I hobbled round the house to confirm my thoughts and sure enough it was wide open. I knew that if I could climb up I would be able to reach through and open the bigger window. Ruth is always complaining that I leave this window open, but I argue that we are in a very safe neighbourhood.

I bravely walked down to the shed, by now oblivious to the rain and thorns underfoot, as most of my body had reached a state of complete numbness. I collected the ladder and placed it against the house. It was easy to climb up and reach in and open the main window. The difficult part was to climb in, which I did head first, sliding my body through bit by bit.

As I was half in my pyjama bottoms caught on the window latch, but to be honest, by this time I didn’t care anymore. I pulled myself in, landing in a messy heap directly into the bath, and remember thinking, “Well, at least I have landed in the right place for once!”

I spent at least an hour basking in the warm water and replaying my nightmare over and over again. I decided to play it down when Ruth came home as it was far too embarrassing to let her know what happened.

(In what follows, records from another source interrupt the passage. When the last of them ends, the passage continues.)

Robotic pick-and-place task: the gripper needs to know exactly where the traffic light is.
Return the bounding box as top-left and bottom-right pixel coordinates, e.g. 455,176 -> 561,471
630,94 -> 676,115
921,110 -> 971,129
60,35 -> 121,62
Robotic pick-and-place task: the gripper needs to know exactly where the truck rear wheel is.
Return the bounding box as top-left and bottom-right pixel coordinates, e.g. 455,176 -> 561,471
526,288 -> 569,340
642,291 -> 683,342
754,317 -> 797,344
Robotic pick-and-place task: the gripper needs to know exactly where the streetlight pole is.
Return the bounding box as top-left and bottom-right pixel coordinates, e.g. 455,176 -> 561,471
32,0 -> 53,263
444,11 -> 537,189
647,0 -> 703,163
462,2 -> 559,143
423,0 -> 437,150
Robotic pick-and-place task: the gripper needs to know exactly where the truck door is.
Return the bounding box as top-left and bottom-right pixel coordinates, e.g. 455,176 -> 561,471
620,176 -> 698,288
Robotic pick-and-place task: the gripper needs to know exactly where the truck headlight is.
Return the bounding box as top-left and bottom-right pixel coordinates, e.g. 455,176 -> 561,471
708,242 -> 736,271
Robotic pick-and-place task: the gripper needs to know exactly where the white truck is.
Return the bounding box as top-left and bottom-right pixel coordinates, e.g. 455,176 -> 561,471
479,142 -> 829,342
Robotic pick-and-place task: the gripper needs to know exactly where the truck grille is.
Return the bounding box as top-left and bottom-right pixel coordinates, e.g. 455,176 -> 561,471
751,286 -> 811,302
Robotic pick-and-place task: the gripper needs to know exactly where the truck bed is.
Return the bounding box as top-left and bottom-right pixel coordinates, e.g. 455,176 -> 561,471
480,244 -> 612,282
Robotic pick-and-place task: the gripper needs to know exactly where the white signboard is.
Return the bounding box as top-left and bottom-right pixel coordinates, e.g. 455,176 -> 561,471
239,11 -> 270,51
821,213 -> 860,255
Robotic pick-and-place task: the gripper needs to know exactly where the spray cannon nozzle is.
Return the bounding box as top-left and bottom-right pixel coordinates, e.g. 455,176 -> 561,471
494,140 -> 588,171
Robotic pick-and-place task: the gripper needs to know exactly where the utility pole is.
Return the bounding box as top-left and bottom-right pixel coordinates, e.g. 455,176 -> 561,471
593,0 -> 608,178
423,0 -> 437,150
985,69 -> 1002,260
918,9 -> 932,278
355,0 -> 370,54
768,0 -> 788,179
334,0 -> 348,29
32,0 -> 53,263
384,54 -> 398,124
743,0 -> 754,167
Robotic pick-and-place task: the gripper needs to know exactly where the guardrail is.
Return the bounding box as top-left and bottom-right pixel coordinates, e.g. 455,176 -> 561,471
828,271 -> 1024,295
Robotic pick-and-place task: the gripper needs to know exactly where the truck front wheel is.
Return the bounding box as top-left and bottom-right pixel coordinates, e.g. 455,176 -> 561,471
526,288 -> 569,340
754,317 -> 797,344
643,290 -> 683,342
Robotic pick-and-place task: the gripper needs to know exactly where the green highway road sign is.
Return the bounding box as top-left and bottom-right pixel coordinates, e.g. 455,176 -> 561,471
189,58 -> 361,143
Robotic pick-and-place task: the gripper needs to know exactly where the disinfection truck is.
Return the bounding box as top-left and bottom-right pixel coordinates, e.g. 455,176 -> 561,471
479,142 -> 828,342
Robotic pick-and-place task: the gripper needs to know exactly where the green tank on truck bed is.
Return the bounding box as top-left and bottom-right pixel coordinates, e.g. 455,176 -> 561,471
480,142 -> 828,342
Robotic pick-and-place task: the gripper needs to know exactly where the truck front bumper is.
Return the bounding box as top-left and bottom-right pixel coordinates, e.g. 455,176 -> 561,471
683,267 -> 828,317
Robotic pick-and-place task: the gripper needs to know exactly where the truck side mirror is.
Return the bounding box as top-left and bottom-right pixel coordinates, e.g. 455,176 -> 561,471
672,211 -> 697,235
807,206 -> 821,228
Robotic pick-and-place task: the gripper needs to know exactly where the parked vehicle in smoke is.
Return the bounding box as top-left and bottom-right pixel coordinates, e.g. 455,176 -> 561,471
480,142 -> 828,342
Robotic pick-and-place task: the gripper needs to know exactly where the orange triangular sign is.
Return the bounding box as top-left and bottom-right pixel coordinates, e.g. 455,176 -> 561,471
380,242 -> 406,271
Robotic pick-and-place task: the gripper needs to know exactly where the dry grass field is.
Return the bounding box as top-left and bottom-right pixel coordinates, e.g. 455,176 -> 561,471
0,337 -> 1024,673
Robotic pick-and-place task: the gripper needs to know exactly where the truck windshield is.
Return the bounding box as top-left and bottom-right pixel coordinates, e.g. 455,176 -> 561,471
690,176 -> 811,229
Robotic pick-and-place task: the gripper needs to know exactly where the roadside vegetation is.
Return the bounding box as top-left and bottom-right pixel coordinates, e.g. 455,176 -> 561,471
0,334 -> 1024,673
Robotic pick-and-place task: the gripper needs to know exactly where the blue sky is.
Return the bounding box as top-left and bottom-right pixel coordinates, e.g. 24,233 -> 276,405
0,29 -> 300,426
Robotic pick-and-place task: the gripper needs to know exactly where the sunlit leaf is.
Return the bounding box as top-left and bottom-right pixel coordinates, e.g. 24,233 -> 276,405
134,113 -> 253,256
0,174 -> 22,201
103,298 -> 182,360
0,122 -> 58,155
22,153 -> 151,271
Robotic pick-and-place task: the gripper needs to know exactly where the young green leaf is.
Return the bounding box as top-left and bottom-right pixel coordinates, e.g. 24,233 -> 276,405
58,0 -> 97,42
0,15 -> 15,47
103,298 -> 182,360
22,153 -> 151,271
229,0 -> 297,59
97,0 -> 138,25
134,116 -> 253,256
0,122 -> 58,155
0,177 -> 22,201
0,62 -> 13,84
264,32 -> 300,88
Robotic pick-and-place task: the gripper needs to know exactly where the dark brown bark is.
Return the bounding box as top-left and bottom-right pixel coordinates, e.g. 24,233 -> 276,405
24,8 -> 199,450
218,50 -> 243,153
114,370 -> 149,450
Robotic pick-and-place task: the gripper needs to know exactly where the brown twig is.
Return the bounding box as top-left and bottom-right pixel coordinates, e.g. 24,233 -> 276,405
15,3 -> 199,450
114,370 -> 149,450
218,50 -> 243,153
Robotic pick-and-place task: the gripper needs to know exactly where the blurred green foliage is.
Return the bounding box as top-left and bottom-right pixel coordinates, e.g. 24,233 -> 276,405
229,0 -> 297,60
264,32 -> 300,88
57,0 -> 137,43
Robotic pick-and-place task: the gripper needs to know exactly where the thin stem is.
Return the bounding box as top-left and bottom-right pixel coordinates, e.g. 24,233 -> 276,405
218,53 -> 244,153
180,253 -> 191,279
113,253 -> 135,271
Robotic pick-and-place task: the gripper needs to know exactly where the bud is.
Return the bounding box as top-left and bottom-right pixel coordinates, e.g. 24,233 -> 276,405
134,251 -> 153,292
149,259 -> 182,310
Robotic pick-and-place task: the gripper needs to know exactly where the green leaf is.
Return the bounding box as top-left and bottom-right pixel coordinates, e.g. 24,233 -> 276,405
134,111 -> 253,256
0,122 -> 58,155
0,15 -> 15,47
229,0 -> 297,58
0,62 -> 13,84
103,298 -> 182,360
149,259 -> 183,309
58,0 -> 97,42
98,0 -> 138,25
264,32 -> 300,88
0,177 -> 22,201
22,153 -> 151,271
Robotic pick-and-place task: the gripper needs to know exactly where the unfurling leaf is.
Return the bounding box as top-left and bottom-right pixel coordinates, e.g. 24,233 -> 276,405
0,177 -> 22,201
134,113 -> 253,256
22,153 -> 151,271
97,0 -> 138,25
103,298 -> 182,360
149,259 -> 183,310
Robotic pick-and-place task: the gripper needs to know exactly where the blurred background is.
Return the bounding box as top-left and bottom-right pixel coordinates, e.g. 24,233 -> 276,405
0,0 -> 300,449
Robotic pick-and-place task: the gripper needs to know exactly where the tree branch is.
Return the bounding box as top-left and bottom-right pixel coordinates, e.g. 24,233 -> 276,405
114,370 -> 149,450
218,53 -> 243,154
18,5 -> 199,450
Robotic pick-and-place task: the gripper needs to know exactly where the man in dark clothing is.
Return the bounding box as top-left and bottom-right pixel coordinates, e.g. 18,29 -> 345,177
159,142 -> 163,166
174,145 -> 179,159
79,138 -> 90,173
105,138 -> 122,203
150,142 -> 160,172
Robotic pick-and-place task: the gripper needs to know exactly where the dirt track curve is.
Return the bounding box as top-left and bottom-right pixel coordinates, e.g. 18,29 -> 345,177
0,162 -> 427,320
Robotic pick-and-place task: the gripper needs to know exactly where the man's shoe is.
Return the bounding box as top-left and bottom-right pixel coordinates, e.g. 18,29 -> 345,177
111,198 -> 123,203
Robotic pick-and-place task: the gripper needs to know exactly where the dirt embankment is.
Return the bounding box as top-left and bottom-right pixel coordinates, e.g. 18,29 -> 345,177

Once I was warm and dressed again I called the local police station to explain what had happened. Surprisingly, they were very understanding and although they had initially treated the accident with the lamppost as a hit and run, they would not be pressing any charges. I think that they thought I had had enough for one day.

I also called the local garage to rescue my car. They offered me a courtesy car which could be collected later.

I sat back and grinned to myself that all is well that ends well.

*****

Ruth sent me a text later that afternoon to say that the presentation had been a total success and that she was looking forward to the evening at home with a good meal and nice bottle of wine.

I prepared something special for her and even lit the candles to create a romantic and warm atmosphere.

During the meal we chatted about her presentation. She said that John was so excited about this contract that she thinks she could be in for a hefty bonus this year. She asked me what happened to the car as we had a different one on the drive. I just casually mentioned that I had a small problem with ours and this was a courtesy car from the garage, which we could keep until they repaired it, in a couple of days time.

We had a lovely evening. After the meal I put some soft sensual music on and we cuddled together on the couch. As Ruth lay in my arms she asked me if everything had gone well this morning after I dropped her off. She had a look on her face which told me that she had something else on her mind. I answered as nonchalantly as I could, “Of course darling. It’s like I said this morning; no risk, no fun.”

She looked me straight in the eyes and said determinedly, “Roger, if I ask you just one thing, do you promise to answer me truthfully?”

“Of course,” I said, “what is it?”

“Why are your muddy pyjama bottoms hanging outside from our bathroom window?”

I gulped. My bad day wasn’t over yet.